8 February, 2017Scientific Paper
A team of astronomers used the Atacama Large Millimeter/submillimeter Array (ALMA) to observe the almost edge-on system of the low-mass protostar L1527. This protostar is in a star forming region in the Taurus molecular cloud, about 450 light years away and has a spinning protoplanetary disk, almost edge-on to our view, embedded in a large envelope of molecules and dust. ALMA allowed the researchers to resolve for the first time the structure of this young stellar system.
One of the big puzzles in astrophysics is how stars like the Sun manage to form from collapsing molecular clouds in star-forming regions of the Universe. The puzzle is known technically as the angular momentum problem in stellar formation. The problem essentially is that the gas in the star-forming cloud have some rotation, which gives each element of the gas an amount of angular momentum. As they collapse inward, eventually they reach a state where the gravitational pull of the nascent star is balanced by the centrifugal force, so that they will no longer collapse inward of a certain radius unless they can shed some of the angular momentum. This point is known as the centrifugal barrier.

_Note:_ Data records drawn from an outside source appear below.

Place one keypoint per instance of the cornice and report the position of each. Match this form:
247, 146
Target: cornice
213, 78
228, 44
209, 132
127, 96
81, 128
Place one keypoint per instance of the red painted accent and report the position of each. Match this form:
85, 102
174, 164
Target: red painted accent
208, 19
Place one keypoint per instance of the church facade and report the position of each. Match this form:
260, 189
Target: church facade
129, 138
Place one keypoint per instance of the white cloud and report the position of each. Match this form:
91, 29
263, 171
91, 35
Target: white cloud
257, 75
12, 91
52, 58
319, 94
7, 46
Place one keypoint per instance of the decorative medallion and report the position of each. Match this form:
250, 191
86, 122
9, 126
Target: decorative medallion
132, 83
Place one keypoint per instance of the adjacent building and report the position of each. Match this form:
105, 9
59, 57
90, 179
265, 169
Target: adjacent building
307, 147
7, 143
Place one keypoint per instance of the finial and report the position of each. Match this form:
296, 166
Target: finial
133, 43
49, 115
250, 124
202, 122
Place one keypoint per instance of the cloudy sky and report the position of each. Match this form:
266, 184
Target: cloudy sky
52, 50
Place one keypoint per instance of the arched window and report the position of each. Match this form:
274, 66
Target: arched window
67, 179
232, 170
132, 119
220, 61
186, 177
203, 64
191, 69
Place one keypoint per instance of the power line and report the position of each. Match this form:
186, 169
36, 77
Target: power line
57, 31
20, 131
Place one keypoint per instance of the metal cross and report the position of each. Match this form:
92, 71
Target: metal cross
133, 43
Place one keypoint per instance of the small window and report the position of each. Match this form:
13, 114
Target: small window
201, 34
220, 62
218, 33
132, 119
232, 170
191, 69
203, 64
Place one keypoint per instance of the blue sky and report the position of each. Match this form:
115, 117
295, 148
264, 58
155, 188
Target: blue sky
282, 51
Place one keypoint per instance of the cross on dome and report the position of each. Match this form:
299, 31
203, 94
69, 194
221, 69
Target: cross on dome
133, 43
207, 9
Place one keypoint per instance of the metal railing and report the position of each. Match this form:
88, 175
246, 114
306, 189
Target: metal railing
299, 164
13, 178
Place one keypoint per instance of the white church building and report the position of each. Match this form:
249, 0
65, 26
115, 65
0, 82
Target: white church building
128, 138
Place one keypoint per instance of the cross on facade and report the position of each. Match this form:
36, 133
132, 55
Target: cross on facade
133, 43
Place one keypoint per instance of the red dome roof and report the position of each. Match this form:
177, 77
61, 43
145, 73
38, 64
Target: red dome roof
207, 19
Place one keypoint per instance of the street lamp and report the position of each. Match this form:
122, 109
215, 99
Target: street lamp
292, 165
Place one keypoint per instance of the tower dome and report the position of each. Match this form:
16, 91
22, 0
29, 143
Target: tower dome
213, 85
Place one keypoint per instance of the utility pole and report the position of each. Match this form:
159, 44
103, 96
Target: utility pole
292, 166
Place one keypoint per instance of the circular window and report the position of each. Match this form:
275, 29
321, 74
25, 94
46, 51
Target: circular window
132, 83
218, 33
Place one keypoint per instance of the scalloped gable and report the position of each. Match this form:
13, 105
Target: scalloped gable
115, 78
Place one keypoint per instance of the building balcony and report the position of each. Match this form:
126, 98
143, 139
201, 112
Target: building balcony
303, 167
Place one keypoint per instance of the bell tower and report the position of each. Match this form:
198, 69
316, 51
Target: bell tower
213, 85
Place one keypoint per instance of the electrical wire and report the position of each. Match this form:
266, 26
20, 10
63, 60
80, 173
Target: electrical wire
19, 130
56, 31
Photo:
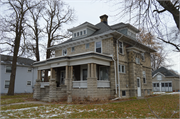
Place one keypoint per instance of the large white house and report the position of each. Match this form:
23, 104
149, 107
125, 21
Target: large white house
25, 74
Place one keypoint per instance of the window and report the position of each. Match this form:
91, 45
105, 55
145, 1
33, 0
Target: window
8, 69
103, 73
7, 84
137, 60
84, 74
98, 47
123, 93
142, 56
121, 68
159, 77
144, 77
84, 32
87, 45
72, 49
29, 69
74, 34
64, 52
121, 48
28, 83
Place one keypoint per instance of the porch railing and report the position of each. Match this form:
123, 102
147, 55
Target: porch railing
44, 84
79, 84
102, 83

Now, using measurements taken by ALMA’s radio antennas, a group led by Nami Sakai of the RIKEN Star and Planet Formation Laboratory has found clues as to how the gas in the cloud can find their way to the surface of the forming star. To gain a better understanding of the process, Sakai and her group turned to the ALMA observatory, a network of 66 radio dishes located high in the Atacama Desert of northern Chile. The dishes are connected in a carefully choreographed configuration so that they can provide images on radio emissions from protostellar regions around the sky.
Previously, Sakai had discovered, from observations of molecules around the same protostar, that unlike the commonly held hypothesis, the transition from envelope to the inner disk—which later forms into planets—was not smooth but very complex. “As we looked at the observational data,” says Sakai, “we realized that the region near the centrifugal barrier—where particles can no longer infall—is quite complex, and we realized that analyzing the movements in this transition zone could be crucial for understanding how the envelope collapses.”
The new observations show a broadening of the envelope in the transition zone between the inner disk and the outer envelope. Sakai compares it to a “traffic jam in the region just outside the centrifugal barrier, where the gas heats up as the result of a shock wave.” And he adds that “It became clear from the observations that a significant part of the angular momentum is lost by gas being cast in the vertical direction from the flattened protoplanetary disk that formed around the protostar.”
This behavior accorded well with digital simulations the group had done using a purely ballistic model, where the particles behave like simple projectiles that do not need to be influenced by magnetic or other forces.
Sakai plan to continue to use observations from the powerful ALMA array “to further refine the understanding of the dynamics of stellar formation and fully explain how matter collapses onto the forming star. This work could also help to better understand the evolution of our own Solar System.”
The research was published in the Monthly Notices of the Royal Astronomical Society published by Oxford University Press as Sakai, Nami et al., Vertical Structure of the Transition Zone from Infalling Rotating Envelope to Disk in the Class 0 Protostar, IRAS04368+2557.
The Atacama Large Millimeter/submillimeter Array (ALMA), an international astronomy facility, is a partnership of the European Organisation for Astronomical Research in the Southern Hemisphere (ESO), the U.S. National Science Foundation (NSF) and the National Institutes of Natural Sciences (NINS) of Japan in cooperation with the Republic of Chile. ALMA is funded by ESO on behalf of its Member States, by NSF in cooperation with the National Research Council of Canada (NRC) and the National Science Council of Taiwan (NSC) and by NINS in cooperation with the Academia Sinica (AS) in Taiwan and the Korea Astronomy and Space Science Institute (KASI).
ALMA construction and operations are led by ESO on behalf of its Member States; by the National Radio Astronomy Observatory (NRAO), managed by Associated Universities, Inc. (AUI), on behalf of North America; and by the National Astronomical Observatory of Japan (NAOJ) on behalf of East Asia. The Joint ALMA Observatory (JAO) provides the unified leadership and management of the construction, commissioning and operation of ALMA.